2015 is a year of historically significant anniversaries. Although you don’t need an anniversary to study a historic period, they can come in handy for getting people to think about it.
This June it is the bicentenary of the battle of Waterloo – one of the most famous European battles ever! Even at the time, the clash between the Duke of Wellington’s British forces and the troops of the Seventh Coalition against the French Napoleon was known throughout Europe.
After the long Napoleonic Wars that stretched across Europe into Russia and the Peninsula campaign of 1803-1814, Wellington and the European leaders believed that Napoleon had been defeated. Captured, he was cast into exile in Elba. When the new Monarch of France, Louis XVIII, failed to create stability, Napoleon staged a comeback and entered Paris in March 1815. The European Powers were meeting in Vienna when they heard the news of Napoleon’s return and they immediately declared war once more.
By the time that the forces met in June 1815 all of Europe waited anxiously for peace to be won. If the coalition forces lost, Europe could be cast back into the dark days of war and uncertainty.
Now we all know the outcome, but do we all know what happened and where exactly the battle took place? I was surprised to hear in a survey (one of those radio things) that many people assumed that Waterloo was in France, rather than in Belgium. On talking to some non-historian friends of mine, I was also surprised that most people knew little about the actual battle or the political intricacies that are part of the big picture.

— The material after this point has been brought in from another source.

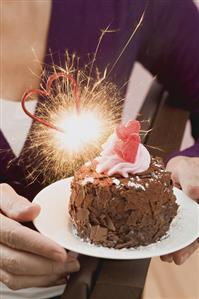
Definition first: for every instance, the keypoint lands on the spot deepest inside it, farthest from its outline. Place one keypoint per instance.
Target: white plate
(54, 222)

So determined as we at Rayburn are, and with the full knowledge that the new National Curriculum at Key Stage 3 cites that pupils should learn about Britain 1745-1901, and of course the changes to the GCSE’s and A levels mean a broadening of parts of British history, a tour to explore the battlefields of Waterloo had been put together. We have guides, we have sites and we have the information about where the new memorials and information points will be.
What’s more, we’re all fired up to help people know their Wellington from their von Blücher, and their cavalry charge from their cannon ball. Really it’s very exciting and we can’t wait to tell you all about it, over the bicentenary and beyond (drum march off into the distance).